If the residuary estate apart from the personal assets is worth less than £250,000, the spouse/civil partner receives the whole amount and the children receive nothing.

If there is more than £250,000, the first £250,000 will go to the spouse/civil partner, free of tax and costs, plus interest at a prescribed rate from the date of death until payment, and:

  • if there is only one child, the rest of the estate is divided into two equal funds. One fund will go to the spouse/civil partner absolutely and the other will go to the child.
  • if there is more than one child, the spouse/civil partner receives only one third of the remaining estate (rather than one half) with the remaining two thirds being split equally between the children.

The matrimonial home (England and Wales only)

If there is a matrimonial home, which forms part of the estate, the surviving spouse/civil partner can retain the matrimonial home in full or partial satisfaction of their interest in the estate.

If the property is worth more than the spouse/civil partner's entitlement, the spouse/civil partner may still retain the matrimonial home provided they pay the difference to the estate.
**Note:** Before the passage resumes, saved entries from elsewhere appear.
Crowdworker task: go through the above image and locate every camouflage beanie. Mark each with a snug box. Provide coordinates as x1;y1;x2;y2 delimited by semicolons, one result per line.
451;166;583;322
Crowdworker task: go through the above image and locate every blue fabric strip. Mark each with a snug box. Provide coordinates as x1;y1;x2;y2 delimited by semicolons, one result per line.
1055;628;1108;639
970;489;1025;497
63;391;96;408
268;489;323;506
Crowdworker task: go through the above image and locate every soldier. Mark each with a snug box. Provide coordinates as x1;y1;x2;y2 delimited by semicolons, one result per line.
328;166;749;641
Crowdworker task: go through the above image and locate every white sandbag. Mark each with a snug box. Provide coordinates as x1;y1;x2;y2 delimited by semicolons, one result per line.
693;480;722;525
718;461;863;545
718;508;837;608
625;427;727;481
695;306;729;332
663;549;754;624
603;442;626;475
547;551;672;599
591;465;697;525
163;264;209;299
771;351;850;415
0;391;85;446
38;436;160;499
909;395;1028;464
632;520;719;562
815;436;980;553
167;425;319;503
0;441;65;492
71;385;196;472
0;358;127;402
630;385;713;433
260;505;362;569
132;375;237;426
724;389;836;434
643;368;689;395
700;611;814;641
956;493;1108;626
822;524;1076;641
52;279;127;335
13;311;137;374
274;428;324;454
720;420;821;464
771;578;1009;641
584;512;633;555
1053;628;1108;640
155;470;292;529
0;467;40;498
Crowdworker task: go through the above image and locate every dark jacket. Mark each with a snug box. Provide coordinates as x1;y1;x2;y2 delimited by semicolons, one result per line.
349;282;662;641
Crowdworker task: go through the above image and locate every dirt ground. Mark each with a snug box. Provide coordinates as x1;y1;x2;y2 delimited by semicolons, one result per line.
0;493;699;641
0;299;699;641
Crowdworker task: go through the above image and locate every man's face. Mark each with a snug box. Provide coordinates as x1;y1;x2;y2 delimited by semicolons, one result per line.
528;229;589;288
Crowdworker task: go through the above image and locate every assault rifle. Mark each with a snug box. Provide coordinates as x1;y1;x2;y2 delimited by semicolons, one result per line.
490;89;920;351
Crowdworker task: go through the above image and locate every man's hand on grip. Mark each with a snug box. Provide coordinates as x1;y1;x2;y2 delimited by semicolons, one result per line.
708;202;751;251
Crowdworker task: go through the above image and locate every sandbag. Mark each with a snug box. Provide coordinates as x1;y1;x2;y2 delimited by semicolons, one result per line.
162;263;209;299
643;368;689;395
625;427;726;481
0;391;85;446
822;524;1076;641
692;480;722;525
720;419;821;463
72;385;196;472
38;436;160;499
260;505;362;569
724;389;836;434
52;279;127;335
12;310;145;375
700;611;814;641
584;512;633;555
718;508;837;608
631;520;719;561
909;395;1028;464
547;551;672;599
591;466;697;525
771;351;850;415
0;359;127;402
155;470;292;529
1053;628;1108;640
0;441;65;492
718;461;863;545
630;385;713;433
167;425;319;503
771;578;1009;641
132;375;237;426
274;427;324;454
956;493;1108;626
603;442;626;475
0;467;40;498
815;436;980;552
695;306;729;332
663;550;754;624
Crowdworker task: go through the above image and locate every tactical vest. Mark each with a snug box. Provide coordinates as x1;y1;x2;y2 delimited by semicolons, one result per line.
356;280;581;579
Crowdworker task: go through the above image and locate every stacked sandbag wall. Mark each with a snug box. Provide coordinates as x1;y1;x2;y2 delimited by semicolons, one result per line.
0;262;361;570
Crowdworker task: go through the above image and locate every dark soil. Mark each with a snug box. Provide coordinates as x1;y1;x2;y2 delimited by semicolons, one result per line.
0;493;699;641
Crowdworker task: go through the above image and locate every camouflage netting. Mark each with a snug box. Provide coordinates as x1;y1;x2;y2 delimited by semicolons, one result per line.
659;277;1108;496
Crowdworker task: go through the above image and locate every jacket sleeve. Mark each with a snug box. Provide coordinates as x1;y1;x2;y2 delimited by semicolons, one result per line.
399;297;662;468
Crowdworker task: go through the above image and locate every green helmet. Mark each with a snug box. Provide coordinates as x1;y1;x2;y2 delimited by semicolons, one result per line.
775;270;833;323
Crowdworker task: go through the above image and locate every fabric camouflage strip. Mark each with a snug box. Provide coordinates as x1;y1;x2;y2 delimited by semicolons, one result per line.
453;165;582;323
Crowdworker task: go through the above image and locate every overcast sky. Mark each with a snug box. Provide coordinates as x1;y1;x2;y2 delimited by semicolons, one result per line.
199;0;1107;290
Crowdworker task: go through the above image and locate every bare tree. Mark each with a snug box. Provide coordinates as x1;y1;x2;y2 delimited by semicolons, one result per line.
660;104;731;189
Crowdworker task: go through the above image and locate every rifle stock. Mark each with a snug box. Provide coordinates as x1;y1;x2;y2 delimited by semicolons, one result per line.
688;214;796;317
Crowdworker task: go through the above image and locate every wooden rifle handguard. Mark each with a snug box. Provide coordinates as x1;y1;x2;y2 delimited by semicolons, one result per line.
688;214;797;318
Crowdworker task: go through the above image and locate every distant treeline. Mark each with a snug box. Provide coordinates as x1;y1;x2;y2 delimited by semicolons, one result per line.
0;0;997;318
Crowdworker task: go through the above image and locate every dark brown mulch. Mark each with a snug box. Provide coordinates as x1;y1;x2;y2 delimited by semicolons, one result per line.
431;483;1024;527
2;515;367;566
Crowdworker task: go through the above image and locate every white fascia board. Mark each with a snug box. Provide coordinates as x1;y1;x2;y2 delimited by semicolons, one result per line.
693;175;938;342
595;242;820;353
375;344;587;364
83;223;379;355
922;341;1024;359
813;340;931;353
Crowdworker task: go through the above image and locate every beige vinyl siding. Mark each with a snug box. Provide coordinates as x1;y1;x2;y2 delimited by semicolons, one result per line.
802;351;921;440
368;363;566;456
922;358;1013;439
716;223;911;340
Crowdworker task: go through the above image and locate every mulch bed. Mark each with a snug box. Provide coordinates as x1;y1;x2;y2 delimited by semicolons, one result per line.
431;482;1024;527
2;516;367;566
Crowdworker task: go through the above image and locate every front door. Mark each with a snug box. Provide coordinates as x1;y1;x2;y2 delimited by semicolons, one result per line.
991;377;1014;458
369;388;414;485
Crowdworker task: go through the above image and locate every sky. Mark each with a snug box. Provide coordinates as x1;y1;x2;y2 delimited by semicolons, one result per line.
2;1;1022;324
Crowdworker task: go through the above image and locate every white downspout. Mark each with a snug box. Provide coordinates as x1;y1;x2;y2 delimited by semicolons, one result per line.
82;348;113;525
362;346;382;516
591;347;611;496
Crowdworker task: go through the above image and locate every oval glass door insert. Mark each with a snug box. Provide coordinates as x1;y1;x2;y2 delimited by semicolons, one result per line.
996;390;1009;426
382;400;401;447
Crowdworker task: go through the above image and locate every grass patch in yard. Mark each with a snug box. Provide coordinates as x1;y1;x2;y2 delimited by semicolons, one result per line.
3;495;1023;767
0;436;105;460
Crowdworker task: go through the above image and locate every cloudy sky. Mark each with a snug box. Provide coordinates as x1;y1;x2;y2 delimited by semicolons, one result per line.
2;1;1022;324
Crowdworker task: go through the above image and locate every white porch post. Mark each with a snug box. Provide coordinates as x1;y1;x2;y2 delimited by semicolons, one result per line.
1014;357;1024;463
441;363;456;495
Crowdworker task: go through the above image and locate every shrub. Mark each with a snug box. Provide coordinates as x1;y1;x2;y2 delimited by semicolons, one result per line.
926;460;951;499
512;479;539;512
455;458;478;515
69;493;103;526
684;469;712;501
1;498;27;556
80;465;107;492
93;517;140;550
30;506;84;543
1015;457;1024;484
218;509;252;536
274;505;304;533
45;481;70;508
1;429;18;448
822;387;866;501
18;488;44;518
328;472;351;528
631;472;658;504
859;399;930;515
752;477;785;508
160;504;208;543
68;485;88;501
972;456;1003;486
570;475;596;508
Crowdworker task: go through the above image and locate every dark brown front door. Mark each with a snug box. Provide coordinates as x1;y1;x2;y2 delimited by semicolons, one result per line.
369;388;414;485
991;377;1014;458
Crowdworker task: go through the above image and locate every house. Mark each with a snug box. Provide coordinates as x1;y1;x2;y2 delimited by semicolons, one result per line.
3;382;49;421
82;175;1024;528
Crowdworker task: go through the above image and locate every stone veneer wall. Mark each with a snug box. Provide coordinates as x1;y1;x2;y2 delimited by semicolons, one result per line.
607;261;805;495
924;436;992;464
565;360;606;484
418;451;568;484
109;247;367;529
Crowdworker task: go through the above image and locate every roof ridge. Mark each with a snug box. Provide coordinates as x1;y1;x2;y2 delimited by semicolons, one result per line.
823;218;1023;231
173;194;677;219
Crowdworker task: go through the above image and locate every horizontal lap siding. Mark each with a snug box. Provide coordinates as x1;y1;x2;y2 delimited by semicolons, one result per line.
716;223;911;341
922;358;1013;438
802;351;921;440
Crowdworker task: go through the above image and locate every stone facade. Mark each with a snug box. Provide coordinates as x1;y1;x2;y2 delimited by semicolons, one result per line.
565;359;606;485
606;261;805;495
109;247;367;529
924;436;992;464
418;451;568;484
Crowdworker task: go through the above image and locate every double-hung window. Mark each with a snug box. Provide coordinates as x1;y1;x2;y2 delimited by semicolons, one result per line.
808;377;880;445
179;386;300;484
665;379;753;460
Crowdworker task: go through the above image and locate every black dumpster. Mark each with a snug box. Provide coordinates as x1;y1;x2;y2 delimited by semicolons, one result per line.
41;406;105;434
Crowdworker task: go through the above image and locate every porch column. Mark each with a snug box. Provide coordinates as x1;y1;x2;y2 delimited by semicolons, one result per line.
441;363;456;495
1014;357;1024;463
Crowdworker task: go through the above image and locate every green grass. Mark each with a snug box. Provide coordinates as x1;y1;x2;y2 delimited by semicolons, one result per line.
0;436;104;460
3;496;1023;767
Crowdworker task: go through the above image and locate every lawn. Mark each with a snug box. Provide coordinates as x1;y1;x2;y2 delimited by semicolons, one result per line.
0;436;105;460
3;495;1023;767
This is called equality money. For example, according to the intestacy rules the surviving spouse/civil partner is entitled to £270,000 and the matrimonial home is worth £295,000. The surviving spouse/civil partner may therefore receive the matrimonial home but will have to pay to the PRs an amount of £25,000 being the difference between the value of the house and the amount to which the spouse/civil partner is entitled. The amount of £25,000 will then form part of the rest of the estate to be divided into the two equal funds as discussed above.

The spouse/civil partner will receive the home at its open market value at the time it is decided to keep the home. In times of rising house prices, the surviving spouse/civil partner should exercise the right as soon as possible after the death.

In view of the right to retain the matrimonial home, the PRs should not sell or otherwise dispose of the matrimonial home during the twelve months from the date they receive the authority to act without the written consent of the surviving spouse/civil partner. However, if there are insufficient funds to cover the debts and estate expenses, the PRs will be entitled to sell the home with the consent of the surviving spouse/civil partner.